Man glaubt es kaum, aber vom deutschen Entwickler-Support gibt es Neues zu berichten. Der hat nämlich nach dem Fortgang von Normen Kowalewski in Richtung ATARI Sunnyvale de facto zu existieren aufgehört. Was sich zunächst wie eine schlechte Nachricht anhört, entpuppt sich bei genauerer Betrachtung als eine eindeutige Verbesserung: zuständig ist nämlich nun Wilfred Kilwinger von ATARI Benelux, und der scheint seine Arbeit sehr ernst zu nehmen: Da werden zum ersten Mal seit sehr, sehr langer Zeit alle Entwickler angeschrieben (so sie es denn bis in ATARIs offenbar löchrige Datenbank geschafft haben).

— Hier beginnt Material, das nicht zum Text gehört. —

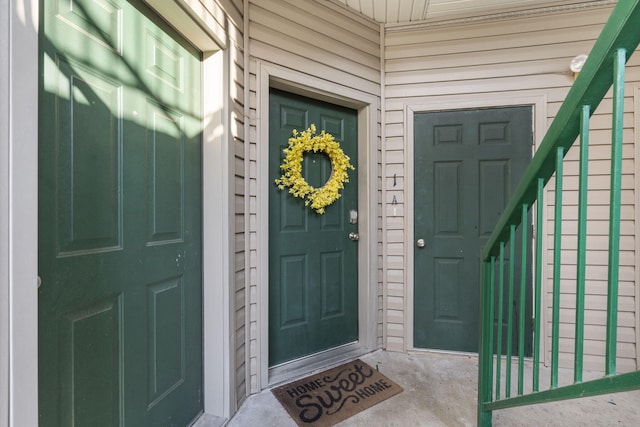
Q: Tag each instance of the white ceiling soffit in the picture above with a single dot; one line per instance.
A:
(413, 11)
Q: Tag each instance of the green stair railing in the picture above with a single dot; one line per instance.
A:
(604, 68)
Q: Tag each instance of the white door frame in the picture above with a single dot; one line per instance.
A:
(19, 22)
(367, 105)
(538, 102)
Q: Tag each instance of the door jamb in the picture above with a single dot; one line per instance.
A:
(538, 102)
(367, 105)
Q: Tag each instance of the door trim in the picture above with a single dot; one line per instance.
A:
(538, 102)
(270, 75)
(19, 213)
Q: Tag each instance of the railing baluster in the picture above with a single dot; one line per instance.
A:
(538, 285)
(485, 380)
(523, 297)
(492, 289)
(512, 256)
(582, 241)
(557, 252)
(500, 310)
(614, 215)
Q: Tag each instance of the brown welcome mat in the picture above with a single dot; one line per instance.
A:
(331, 396)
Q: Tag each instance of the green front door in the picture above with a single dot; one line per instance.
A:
(120, 330)
(313, 284)
(467, 163)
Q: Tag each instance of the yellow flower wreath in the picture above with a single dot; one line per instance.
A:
(301, 142)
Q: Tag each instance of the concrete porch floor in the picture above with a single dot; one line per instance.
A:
(440, 390)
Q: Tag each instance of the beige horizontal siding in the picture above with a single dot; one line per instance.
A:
(518, 57)
(323, 41)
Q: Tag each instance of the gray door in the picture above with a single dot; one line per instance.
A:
(467, 163)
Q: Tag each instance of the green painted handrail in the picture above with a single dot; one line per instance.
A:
(604, 68)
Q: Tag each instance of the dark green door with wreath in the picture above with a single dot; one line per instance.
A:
(313, 264)
(120, 318)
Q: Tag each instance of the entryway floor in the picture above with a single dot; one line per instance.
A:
(440, 390)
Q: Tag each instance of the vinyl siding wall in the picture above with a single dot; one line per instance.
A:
(321, 40)
(517, 57)
(233, 11)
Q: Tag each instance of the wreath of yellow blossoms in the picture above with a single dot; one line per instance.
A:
(301, 142)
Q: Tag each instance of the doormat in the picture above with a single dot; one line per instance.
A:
(331, 396)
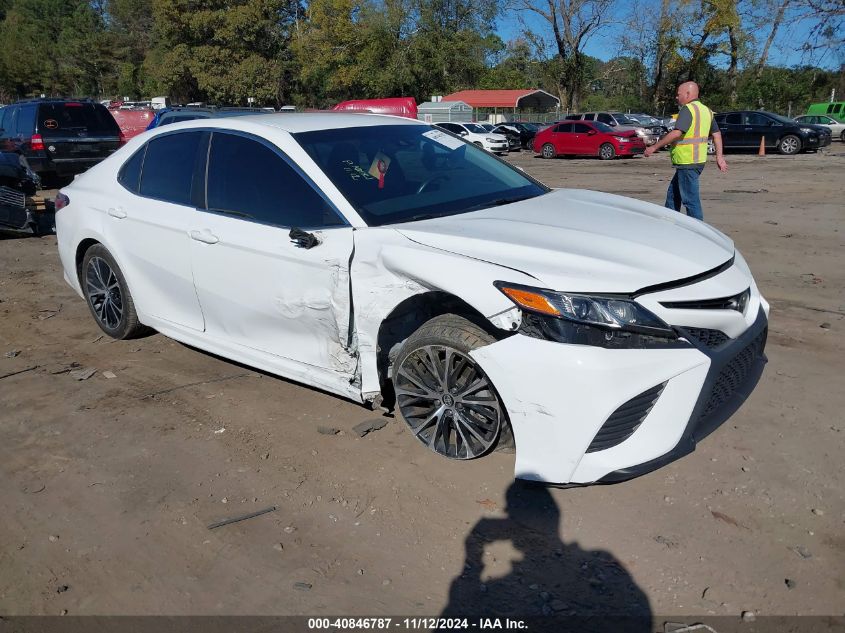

Wer sich übergangen fühlt, der melde sich bei ATARI (Benelux) B.V., Attn: Wilfred Kilwinger, Postfach 70,4130 EB Vianen, Niederlande. Entwicklerunterlagen sind offenbar auch plötzlich wieder beschaffbar, und sogar die Entwickler-CD soll nun bald da sein (zusammen mit brauchbaren Treibern). Und wer am MausNet (oder anderen gebräuchlichen News-Systemen) teilnimmt, hat sowieso längst Kilwingers Vorstellung inkl. seiner Email-Adressenliste zur Kenntnis genommen. Für allgemeine Support-Fragen gibt es in Schwalbach einen Telefonanschluß, der automatisch zu einer Nummer in den Niederlanden weiterschaltet; ähnliches gilt für die Entwickler-Hotline. Da kann man nur sagen: weiter so!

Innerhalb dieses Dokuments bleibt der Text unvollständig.